The bank had filed a petition in the court in December 2019 challenging the RBI directive of August 13, 2019. The RBI had directed the bank to dilute the promoter’s shareholding from around 30 per cent to a maximum of 20 per cent of its paid-up voting equity capital by December 31, 2018, and to 15 per cent by March 31, 2020.
Though the court did not grant the bank any interim relief, the RBI had not levied any penalties on Kotak Mahindra Bank since the case was pending before the court.
The court last month asked for an affidavit from the bank promoters stating that they had complied with the RBI’s directive to dilute the promoter’s shareholding. A division bench of Justices AS Oka and MS Sanklecha sought to know as to why the bank had approached the court and why the promoters had not challenged the RBI orders.
The high court had in the past on two hearings refused to grant any interim relief to the bank. In the petition, the bank sought to widen the definition of the paid-up equity capital to include the preference shares as well beyond the present equity voting capital. It also questioned the laws related to the capping of the shareholding at a more fundamental level, asking if there was a legal basis to have shareholding caps.
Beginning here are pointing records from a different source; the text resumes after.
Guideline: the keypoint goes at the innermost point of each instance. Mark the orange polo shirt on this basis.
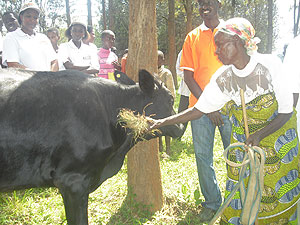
(198, 56)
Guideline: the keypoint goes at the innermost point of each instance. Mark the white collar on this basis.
(204, 27)
(249, 68)
(72, 45)
(22, 34)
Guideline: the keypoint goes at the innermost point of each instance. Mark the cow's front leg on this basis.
(75, 195)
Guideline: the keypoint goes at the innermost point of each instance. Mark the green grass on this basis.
(112, 204)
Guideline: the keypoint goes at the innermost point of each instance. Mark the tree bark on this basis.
(270, 27)
(68, 13)
(144, 177)
(103, 15)
(296, 17)
(89, 8)
(172, 44)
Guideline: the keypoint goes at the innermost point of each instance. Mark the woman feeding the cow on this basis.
(267, 112)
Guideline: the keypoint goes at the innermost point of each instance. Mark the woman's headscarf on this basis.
(244, 29)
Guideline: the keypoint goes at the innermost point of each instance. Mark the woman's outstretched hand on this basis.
(154, 124)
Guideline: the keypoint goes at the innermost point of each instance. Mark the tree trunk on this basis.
(172, 44)
(189, 15)
(89, 5)
(144, 177)
(111, 9)
(296, 17)
(103, 15)
(270, 27)
(68, 13)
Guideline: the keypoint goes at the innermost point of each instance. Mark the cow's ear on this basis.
(146, 82)
(122, 78)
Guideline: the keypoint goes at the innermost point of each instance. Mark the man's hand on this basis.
(216, 118)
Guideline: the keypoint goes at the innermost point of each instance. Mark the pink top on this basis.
(106, 58)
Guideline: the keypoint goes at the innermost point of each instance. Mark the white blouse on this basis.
(262, 75)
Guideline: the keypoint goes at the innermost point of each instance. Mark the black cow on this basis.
(60, 129)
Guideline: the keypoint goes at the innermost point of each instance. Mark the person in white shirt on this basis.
(25, 48)
(75, 54)
(271, 121)
(91, 38)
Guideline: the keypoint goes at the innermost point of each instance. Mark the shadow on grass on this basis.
(180, 146)
(134, 213)
(131, 212)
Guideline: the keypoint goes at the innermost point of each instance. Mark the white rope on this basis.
(251, 196)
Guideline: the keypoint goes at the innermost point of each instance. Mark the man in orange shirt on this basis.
(199, 63)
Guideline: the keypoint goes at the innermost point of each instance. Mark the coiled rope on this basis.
(254, 159)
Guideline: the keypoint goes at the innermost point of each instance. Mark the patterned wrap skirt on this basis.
(281, 171)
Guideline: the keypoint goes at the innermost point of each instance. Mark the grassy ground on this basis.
(112, 204)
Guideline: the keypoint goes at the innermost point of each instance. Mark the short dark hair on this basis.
(54, 30)
(10, 12)
(89, 28)
(68, 31)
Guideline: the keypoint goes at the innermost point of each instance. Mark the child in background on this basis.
(166, 77)
(91, 38)
(108, 60)
(123, 61)
(53, 35)
(75, 54)
(10, 21)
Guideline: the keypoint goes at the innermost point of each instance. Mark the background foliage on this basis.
(54, 14)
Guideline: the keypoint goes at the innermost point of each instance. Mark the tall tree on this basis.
(68, 15)
(89, 8)
(270, 27)
(104, 14)
(296, 17)
(172, 44)
(144, 177)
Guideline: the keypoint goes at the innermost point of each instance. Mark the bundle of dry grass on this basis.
(137, 123)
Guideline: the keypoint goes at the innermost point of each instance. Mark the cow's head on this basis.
(158, 100)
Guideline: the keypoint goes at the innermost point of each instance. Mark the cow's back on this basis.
(46, 122)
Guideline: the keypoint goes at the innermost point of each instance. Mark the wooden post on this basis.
(144, 177)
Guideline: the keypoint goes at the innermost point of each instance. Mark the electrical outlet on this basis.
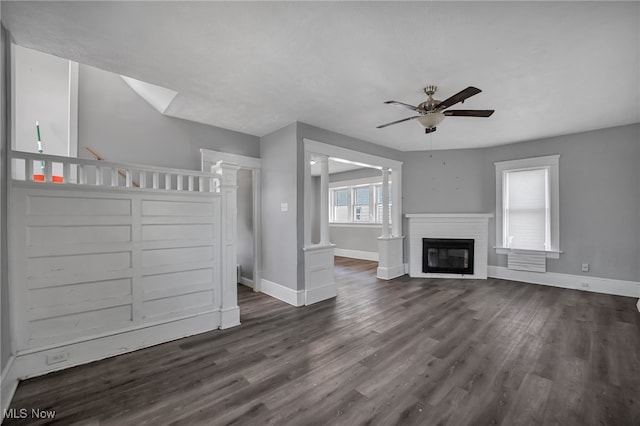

As per the bank’s plea, the RBI had initially requested it to only dilute promoter shareholding of its paid-up capital. However, the disputable letter sought dilution of paid-up voting equity capital. As per the plea, after receiving the letter from the RBI, the bank wrote two letters — one on September 4, 2018, to the RBI and the other on September 24, 2018, to the RBI governor — seeking clarification, but haven’t received a reply since.
In the previous hearing on December 17, 2018, RBI counsel opposed the plea and said the reason behind asking for promoter stake dilution was to ensure voting power was not in the hands of one single group. The lender in its petition has termed the RBI’s directive as “arbitrary, without any authority of law and contrary to the provisions of the Banking Regulation Act, and Article 14 and 19(1)(g) of the Constitution”.
A petitioner even said the RBI has the power to issue directions requiring reduction of promoter shareholding in banking companies. He added the said power can only be exercised with reference to the petitioner’s paid-up capital and not in relation to its paid-up voting equity capital.
The bank has asked the court to quash and set aside the RBI directions on equity dilution. It has also pleaded with the court to declare that the reduction of promoter shareholding should be considered complied with if it is achieved as a percentage of the paid-up capital and not the paid-up voting equity capital of the bank.